This module is a part of the Mistral Self-Alignment project, aimed at aligning the Mistral model to be harmless and prevent dangerous and harmful responses. For more details, explore related GitHub repositories like The Lab.
The Mistral Harmlessness Evaluator is designed to test the harmlessness of the trained Mistral 7b Peft Adapters. The evaluation is based on a one-shot prompt test available here, resulting in an 82% agreement with labeled data.
Clone the repository and install the necessary dependencies:
pip install requirements.txt
Please note that the requirements.txt
file was written in the context of running the module in a Kaggle notebook and may not contain all the packages necessary for a local notebook.

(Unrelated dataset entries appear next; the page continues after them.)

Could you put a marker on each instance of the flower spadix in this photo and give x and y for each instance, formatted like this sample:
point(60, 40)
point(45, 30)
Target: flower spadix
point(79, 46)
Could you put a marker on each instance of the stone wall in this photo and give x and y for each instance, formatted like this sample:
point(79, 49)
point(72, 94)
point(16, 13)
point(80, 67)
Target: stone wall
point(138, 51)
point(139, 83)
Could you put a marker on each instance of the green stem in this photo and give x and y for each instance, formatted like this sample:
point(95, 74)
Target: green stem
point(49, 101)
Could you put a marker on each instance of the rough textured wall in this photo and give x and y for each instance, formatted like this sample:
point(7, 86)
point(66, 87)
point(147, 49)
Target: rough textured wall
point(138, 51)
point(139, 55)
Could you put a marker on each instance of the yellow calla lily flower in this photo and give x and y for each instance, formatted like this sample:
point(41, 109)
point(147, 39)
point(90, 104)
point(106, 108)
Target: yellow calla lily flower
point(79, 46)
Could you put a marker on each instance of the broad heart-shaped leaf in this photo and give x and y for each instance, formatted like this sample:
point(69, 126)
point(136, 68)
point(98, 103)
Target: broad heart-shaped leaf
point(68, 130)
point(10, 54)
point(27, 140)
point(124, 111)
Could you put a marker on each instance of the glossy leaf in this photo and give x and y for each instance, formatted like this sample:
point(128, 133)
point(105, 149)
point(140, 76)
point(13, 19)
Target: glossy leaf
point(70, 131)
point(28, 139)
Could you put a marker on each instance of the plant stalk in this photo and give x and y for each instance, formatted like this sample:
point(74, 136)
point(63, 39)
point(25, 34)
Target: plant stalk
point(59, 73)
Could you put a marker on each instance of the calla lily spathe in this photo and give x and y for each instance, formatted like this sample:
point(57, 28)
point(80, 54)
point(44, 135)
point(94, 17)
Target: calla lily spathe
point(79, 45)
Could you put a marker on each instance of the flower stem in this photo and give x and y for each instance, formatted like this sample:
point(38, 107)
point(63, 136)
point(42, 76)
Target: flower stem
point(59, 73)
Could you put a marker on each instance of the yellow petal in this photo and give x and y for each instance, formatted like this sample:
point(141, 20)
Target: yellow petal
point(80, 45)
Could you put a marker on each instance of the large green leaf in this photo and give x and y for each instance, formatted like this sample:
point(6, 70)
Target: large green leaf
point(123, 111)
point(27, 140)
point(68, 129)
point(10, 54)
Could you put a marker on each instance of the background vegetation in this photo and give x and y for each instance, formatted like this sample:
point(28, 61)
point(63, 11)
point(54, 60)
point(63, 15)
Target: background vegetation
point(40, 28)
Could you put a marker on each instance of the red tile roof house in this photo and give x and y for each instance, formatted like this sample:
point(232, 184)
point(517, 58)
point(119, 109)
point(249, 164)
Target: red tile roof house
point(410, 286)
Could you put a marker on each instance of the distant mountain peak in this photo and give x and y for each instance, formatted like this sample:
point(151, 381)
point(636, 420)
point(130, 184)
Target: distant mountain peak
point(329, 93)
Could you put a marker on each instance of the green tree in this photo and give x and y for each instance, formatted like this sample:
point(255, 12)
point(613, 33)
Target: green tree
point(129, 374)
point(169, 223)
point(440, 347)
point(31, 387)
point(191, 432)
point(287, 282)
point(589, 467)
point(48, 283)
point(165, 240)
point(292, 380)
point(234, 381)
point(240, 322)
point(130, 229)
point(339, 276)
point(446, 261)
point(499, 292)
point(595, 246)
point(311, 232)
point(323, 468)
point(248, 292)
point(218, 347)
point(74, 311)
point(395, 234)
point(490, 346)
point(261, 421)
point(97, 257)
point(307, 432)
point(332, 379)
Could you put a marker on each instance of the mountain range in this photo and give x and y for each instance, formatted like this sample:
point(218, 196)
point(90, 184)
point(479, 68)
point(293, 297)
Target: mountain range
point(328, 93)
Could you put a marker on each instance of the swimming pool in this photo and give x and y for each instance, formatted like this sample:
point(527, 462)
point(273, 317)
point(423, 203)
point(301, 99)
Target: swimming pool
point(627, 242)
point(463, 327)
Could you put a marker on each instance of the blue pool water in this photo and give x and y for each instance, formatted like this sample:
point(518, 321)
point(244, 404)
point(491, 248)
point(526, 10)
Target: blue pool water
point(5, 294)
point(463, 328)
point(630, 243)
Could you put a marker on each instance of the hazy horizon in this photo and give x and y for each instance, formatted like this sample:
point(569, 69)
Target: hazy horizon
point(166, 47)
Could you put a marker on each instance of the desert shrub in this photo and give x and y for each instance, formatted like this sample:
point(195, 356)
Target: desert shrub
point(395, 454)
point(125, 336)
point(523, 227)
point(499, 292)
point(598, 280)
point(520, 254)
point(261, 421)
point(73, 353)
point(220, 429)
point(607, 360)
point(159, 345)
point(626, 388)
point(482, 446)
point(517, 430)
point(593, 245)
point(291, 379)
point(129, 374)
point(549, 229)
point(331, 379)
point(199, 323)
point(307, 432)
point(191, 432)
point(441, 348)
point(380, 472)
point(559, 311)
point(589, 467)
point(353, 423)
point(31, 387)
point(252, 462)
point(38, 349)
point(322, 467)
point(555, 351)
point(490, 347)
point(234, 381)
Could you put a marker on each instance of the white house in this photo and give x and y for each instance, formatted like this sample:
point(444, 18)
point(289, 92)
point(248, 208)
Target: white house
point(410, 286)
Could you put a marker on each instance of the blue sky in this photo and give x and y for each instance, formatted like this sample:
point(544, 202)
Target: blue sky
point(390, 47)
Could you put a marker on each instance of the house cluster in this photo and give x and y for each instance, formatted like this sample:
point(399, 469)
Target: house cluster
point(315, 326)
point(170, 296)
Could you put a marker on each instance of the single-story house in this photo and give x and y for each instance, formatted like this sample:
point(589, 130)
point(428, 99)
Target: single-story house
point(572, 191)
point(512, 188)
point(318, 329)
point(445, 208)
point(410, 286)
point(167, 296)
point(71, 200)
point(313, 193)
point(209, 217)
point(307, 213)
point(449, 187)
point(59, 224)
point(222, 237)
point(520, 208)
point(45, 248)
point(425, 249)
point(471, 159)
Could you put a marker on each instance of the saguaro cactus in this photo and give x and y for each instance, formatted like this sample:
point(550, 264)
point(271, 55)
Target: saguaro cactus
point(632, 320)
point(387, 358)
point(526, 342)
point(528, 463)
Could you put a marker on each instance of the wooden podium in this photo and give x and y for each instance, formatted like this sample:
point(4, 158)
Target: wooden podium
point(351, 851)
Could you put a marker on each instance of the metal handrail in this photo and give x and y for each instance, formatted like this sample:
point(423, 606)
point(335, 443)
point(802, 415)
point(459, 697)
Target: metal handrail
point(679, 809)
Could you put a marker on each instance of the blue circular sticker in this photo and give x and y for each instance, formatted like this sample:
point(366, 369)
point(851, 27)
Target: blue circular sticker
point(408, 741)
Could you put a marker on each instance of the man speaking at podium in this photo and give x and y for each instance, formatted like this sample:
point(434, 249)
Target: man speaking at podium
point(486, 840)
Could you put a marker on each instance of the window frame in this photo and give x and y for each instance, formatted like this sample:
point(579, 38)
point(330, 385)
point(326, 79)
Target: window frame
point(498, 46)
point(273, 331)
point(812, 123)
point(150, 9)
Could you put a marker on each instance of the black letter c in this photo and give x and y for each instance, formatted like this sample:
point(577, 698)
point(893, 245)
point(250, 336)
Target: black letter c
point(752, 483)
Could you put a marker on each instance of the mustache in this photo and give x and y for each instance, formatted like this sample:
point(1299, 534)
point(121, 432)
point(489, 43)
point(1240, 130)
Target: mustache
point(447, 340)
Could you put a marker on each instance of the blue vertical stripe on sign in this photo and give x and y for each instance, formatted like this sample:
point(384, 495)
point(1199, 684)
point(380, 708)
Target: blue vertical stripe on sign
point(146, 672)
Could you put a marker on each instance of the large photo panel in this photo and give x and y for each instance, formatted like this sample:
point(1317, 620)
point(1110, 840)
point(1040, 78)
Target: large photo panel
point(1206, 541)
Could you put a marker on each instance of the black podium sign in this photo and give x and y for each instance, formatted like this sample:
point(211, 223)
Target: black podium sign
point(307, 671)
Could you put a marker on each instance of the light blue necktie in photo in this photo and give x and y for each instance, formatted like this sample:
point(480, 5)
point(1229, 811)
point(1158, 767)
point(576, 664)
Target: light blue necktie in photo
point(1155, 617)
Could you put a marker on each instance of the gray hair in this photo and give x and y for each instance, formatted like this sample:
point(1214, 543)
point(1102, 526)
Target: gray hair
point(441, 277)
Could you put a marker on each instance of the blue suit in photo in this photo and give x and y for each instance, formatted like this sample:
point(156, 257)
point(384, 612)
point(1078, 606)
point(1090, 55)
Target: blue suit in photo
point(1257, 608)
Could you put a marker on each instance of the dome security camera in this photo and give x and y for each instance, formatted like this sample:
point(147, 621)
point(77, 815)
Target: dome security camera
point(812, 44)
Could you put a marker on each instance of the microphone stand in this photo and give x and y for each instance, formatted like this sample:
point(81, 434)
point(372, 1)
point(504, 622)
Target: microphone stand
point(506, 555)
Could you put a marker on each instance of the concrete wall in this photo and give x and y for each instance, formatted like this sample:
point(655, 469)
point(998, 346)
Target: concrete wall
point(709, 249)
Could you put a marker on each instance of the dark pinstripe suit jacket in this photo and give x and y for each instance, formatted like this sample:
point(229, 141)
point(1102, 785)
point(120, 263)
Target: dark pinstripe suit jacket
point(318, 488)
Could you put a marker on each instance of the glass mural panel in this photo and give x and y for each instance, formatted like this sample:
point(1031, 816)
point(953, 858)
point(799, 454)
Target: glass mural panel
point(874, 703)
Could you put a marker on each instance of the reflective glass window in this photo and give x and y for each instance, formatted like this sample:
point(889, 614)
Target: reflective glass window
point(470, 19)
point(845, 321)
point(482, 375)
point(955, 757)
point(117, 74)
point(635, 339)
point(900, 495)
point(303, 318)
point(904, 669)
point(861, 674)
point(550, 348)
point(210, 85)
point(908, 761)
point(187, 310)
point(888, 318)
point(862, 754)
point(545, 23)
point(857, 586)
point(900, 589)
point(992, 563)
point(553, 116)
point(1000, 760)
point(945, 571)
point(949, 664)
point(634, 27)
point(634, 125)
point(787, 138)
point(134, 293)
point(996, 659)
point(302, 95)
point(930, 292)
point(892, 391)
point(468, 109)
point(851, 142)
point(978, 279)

Use the following command to run the script:
python harmlessness_self_evaluator.py \
--model_path "path/to/mistral" \
--peft_path "path/to/peft_adapter" \
--num_of_eval_prompts 200
In the example above:
--model_path
should be the file path or the Hugging Face Hub's ID of Mistral 7b.--peft_path
should be the file path or the Hugging Face Hub's ID of the Peft Adapter.--num_of_eval_prompts
is the number of red team prompts in the train and test dataset for the model to be evaluated on. Keep in mind that the number of red team prompts is limited.
This module was initially developed for personal use. If you find it useful, feel free to clone, modify, and adapt it to your use case.